Grouping by Arbitrary Time Ranges (Graphing What You Can See)

First, the back story. One of the MEM developers asked me today about an interesting problem:

We have graphs in MEM that can be generated against an arbitrary time range in the UI – even for a year or more if the data is not purged. Currently MEM does not do any kind of rolling up of the data (in an RRD style), and pulls graph data from each agent/instance on a 1 minute interval. So if you wanted to pull, for instance, the last 3 months worth of data in to a graph – the server back end basically goes back to the database and requests all of the rows – all ~43,829 of them, oh, and that’s for each series – and then calculate deltas on the server side if need be (we store raw values), and stuffs the data in to a graphing library to draw the graph.

Further, graphs are only of a limited (but adjustable) size on the screen – I run MEM with a 900 pixel wide graph personally – so there’s only ~900 points (maybe a few less, with the axis etc. being shown) that can be filled with data.

Trying to fill 900 points with ~43,000 points is an exercise in futility. Damn those pixels. Why doesn’t everybody have a cinema in their ops centers? Filling up your memory with all that data on the app server side is also another issue.

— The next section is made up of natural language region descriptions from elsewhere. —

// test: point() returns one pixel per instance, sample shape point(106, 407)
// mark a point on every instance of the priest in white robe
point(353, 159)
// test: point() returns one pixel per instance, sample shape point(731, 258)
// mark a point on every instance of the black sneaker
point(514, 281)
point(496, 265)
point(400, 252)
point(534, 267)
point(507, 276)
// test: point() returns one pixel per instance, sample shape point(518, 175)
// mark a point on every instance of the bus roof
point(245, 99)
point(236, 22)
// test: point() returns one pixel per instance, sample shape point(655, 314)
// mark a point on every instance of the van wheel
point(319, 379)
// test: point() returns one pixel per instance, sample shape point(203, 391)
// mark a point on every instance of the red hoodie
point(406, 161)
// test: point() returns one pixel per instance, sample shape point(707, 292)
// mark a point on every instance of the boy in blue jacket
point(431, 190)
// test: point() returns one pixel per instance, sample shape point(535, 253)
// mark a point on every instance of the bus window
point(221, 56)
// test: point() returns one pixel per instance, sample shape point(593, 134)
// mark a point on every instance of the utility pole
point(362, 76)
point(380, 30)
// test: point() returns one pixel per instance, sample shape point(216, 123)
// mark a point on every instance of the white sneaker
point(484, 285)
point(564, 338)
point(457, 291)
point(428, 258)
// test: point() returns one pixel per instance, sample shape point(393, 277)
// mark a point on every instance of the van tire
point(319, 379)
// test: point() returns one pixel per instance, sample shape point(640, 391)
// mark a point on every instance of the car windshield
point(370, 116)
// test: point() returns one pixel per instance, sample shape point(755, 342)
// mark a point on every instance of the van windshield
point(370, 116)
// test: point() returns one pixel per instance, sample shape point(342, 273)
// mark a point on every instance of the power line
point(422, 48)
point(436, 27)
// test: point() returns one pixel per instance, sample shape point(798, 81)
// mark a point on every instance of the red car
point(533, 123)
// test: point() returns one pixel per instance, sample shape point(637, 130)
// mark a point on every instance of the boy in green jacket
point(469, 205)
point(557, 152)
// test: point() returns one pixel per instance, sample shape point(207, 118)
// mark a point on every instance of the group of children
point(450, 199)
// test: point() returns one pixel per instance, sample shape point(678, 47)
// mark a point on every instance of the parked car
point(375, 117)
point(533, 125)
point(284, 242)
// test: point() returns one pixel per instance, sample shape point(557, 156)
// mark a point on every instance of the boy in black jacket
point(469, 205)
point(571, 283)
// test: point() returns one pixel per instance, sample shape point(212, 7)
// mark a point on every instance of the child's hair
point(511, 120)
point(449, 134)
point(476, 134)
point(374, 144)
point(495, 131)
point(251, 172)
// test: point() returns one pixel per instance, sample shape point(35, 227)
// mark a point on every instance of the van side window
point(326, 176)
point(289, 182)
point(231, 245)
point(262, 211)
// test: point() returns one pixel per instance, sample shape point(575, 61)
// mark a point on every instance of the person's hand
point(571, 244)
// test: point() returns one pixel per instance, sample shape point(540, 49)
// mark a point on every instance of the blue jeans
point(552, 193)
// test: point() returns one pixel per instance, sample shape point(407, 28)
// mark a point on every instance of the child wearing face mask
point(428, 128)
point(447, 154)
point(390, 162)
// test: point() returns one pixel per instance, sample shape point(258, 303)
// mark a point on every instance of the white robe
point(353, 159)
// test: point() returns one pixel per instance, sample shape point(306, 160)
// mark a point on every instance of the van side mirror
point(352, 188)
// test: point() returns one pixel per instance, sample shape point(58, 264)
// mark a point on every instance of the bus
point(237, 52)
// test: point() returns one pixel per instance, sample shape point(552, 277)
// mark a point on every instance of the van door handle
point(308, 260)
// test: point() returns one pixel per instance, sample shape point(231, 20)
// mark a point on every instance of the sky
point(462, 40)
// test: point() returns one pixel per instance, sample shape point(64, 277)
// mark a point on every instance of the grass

So we’ve been looking at various ways of a) rolling this data in storage, and b) only selecting what can be shown on the screen if possible. The MEM dev hit me up about the latter today, and basically asked – “Given a time range, and a number of pixels, how we can we group a set of rows together to get an aggregated result that only returns the same number of rows as we have pixels?”

Math to the rescue!

Luckily we store the timestamps for the data we collect in a BIGINT column – we store a unix style timestamp with millisecond resolution times. If you’re not doing this, then you should convert your DATETIME / TIMESTAMP etc. to an integer (with UNIX_TIMESTAMP) first.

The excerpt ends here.